Wild Rose Brewery, established in 1996 as an independent craft brewery in Calgary, Alberta, Canada, is now a part of Sapporo Breweries of Japan.

History
Wild Rose Brewery was founded in 1996 by Mike Tymchuk and Alan Yule. The brewery was initially located in Foothills Industrial Park, and only produced draught beer for sale in bars. In 2002 the brewery began bottling beer in 1 L flip-top bottles.

In 2006 the brewery moved to Building AF23 at Currie Barracks. The building, a Quonset hut originally built as a clothing supply store, was renovated to include not only the brewery but also the Taproom—an on-site pub. Upon having moved to the new location the brewery also expanded their business into bottling their products in 341 mL bottles.

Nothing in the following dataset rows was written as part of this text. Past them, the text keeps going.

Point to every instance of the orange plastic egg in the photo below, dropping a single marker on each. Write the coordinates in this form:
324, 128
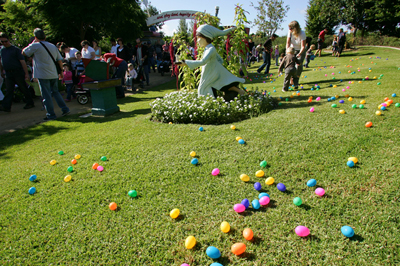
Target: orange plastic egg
238, 248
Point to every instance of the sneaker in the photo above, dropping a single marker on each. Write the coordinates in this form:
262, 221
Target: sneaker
65, 113
29, 106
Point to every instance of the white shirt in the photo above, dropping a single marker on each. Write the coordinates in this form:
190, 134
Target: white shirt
87, 53
296, 42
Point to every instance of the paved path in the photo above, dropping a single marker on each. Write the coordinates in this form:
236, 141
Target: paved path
19, 118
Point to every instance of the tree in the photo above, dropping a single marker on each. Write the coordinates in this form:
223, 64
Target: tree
270, 15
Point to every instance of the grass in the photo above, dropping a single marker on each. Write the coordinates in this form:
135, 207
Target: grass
70, 223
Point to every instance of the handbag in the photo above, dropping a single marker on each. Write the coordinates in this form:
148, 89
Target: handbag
59, 70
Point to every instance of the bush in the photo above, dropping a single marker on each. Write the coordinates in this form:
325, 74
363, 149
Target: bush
186, 107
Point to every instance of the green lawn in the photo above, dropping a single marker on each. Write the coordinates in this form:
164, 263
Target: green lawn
71, 224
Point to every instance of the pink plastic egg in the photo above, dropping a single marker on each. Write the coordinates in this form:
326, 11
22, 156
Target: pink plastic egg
302, 231
264, 200
215, 171
239, 208
320, 191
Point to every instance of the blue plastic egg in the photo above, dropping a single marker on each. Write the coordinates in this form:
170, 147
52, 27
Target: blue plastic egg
312, 183
245, 203
255, 204
281, 187
347, 231
213, 252
32, 178
263, 194
32, 190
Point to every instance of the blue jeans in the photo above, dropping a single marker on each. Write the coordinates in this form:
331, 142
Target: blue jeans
49, 89
266, 64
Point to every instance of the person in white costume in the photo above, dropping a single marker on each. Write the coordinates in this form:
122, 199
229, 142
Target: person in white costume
214, 76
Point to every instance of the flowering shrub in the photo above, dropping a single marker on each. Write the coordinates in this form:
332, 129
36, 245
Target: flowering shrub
186, 107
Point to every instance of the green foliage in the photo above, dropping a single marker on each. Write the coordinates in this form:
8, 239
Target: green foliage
186, 107
270, 15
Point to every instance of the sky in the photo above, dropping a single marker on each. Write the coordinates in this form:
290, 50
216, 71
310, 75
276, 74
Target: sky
226, 13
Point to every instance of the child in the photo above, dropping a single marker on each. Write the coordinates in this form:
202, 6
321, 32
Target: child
79, 69
130, 76
309, 54
289, 64
276, 55
335, 46
67, 80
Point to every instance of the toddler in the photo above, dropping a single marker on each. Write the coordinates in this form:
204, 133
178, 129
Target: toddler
289, 64
69, 83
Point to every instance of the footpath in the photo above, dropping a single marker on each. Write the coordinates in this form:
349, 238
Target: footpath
19, 118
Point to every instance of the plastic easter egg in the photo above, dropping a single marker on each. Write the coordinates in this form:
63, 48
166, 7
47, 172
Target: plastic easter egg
311, 183
264, 200
260, 173
239, 208
244, 177
320, 191
263, 164
238, 248
269, 181
281, 187
174, 213
255, 204
297, 201
132, 193
190, 242
67, 178
112, 206
353, 159
213, 252
215, 172
225, 227
347, 231
302, 231
32, 190
350, 164
245, 203
263, 194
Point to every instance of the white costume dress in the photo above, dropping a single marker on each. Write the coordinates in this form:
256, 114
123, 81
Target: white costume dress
213, 73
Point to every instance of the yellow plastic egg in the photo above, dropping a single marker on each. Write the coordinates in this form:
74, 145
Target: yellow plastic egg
174, 213
244, 178
269, 181
225, 227
260, 173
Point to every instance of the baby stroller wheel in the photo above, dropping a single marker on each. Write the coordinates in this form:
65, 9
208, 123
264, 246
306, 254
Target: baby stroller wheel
82, 99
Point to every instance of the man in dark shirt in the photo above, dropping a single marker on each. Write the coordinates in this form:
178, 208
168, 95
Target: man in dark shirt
267, 55
13, 63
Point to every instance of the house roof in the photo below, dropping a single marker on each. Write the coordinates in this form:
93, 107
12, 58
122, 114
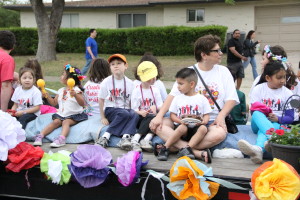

The brewery's increased popularity and doubts whether their lease at Currie Barracks would be renewed prompted the company to relocate the bulk of their production to a new location in Foothills Industrial Park (less than 1 km from Big Rock Brewery) in 2013. Their most popular beers are produced at the new facility, while certain seasonal and limited edition beers are still produced in small batches at the Currie Barracks facility, and rotating "Tap Room Cask" and "Brewers Tap" beers are available on tap only at the Taproom.

In the spring of 2015 Wild Rose began packaging their beers in cans for the first time.

In 2019, shareholders of Wild Rose Brewery voted to accept a takeover offer from Sleeman Breweries, which is itself owned by Sapporo Breweries of Japan. Due to its loss of independent ownership, Wild Rose was immediately removed from the Alberta Small Brewers Association.

Beer

Wild Rose brews a set of 'core' beers, which are widely distributed on-tap in bars and available in liquor stores throughout Alberta:

IPA - an India Pale Ale; formerly known as Industrial Pale Ale
Velvet Fog - an unfiltered pale wheat ale
WRaspberry Ale - a wheat ale infused with real raspberries
Electric Avenue - a pale lager
Barracks Brown - a brown ale
Cowbell - a sour ale made using the kettle souring technique

Other Wild Rose beers are only available on-tap:

Alberta Crude - an oatmeal stout
WRed Wheat - a North American-style dark wheat ale
S.O.B. - "Special Old Bitter", a pale bitter

A wide variety of seasonal and limited edition beers are also produced. Some of these include:
 Ponderosa Gose - Only available in summer; A tropical wheat beer with passion fruit, salt and coriander
 Cherry Porter - Only available in winter; An American-style porter brewed with BC cherries

Accolades
Wild Rose's Cherry Porter has been recognized as a top beer by several books including 1001 Beers You Must Taste Before You Die and World's Best Beers: One Thousand Craft Brews from Cask to Glass.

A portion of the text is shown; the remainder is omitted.